Three and a half million pounds - including £750,000 from the Heritage Lottery Fund - has been spent to transform the gardens, at Aberglasney in Carmarthenshire, from a jungle of Japanese knotweed, yew, box and ivy roots into an attraction that drew in 31,000 people last year, the first its eight acres were open. This year's first visitors admired magnolias and hellebores yesterday, apparently uninterested in the academic tensions.

Aberglasney is reputedly Britain's only surviving Tudor cloister garden but in an article in the journal Post Medieval Archaeology, Stephen Briggs, an archaeologist with the Royal Commission on the Ancient and Historical Monuments of Wales, has said the estate is not what it claims to be.
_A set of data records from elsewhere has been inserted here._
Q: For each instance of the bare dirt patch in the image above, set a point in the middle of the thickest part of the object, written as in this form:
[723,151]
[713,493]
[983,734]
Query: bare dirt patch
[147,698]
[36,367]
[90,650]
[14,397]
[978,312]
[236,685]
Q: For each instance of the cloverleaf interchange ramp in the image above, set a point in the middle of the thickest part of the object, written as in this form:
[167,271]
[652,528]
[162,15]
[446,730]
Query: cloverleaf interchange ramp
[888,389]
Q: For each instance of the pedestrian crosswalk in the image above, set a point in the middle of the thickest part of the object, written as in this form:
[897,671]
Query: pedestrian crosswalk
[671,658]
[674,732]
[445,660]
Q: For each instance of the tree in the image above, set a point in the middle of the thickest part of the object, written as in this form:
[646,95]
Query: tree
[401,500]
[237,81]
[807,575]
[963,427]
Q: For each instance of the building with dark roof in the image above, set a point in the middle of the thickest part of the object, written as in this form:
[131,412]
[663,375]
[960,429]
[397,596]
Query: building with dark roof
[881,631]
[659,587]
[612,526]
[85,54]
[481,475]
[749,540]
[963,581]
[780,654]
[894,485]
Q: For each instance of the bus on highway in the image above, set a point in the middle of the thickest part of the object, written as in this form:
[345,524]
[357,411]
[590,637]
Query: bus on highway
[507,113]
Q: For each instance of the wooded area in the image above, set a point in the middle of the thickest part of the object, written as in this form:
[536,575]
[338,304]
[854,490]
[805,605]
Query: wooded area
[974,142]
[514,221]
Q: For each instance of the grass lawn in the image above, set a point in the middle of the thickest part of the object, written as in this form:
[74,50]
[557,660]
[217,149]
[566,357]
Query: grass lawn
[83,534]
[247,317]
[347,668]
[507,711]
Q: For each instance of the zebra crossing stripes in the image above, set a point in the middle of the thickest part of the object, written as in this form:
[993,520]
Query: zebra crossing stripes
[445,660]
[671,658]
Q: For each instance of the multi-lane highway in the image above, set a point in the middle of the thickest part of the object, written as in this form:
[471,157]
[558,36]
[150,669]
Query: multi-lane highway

Dr Briggs says that, rather than being 400 years old, Aberglasney was built during the Agricultural Revolution of the late 18th century, as a range of cowsheds around a muck yard and vegetable patch. Dr Briggs says there was no known functional garden on the site before the 1770s and no decorative garden before 1800. The earliest reference to a cloister comes from an artist in 1783, who speaks of a terrace on stone arches and most definitely does not describe them as old. Itgets worse for Aberglasney. Dr Briggs writes: "Between 1770 and 1830, in gentry and minor gentry circles, meat and milk production were of less consequence to the improving farmer than was muck. Cattle husbandry actually focused on collecting and spreading cow dung."

Williams Wilkins, Aberglasney's project director, says that a farmyard would never have been built so close to the house on the windward side while Dr Briggs' evidence that an unusual yew tunnel, with ornamental gardens, were only built in the 19th century is built around his faulty examination of a watercolour, which he uses as evidence.

The Briggs article is "distressing," said Mr Wilkins, because "some people may feel it adds to the debate".

Thomas Lloyd, author of The Lost Houses of Wales, said that work undertaken since Dr Briggs' study dated the courtyard to 1600. He said: "Whatever it is, there's nothing quite like it and it does not fit any other building type."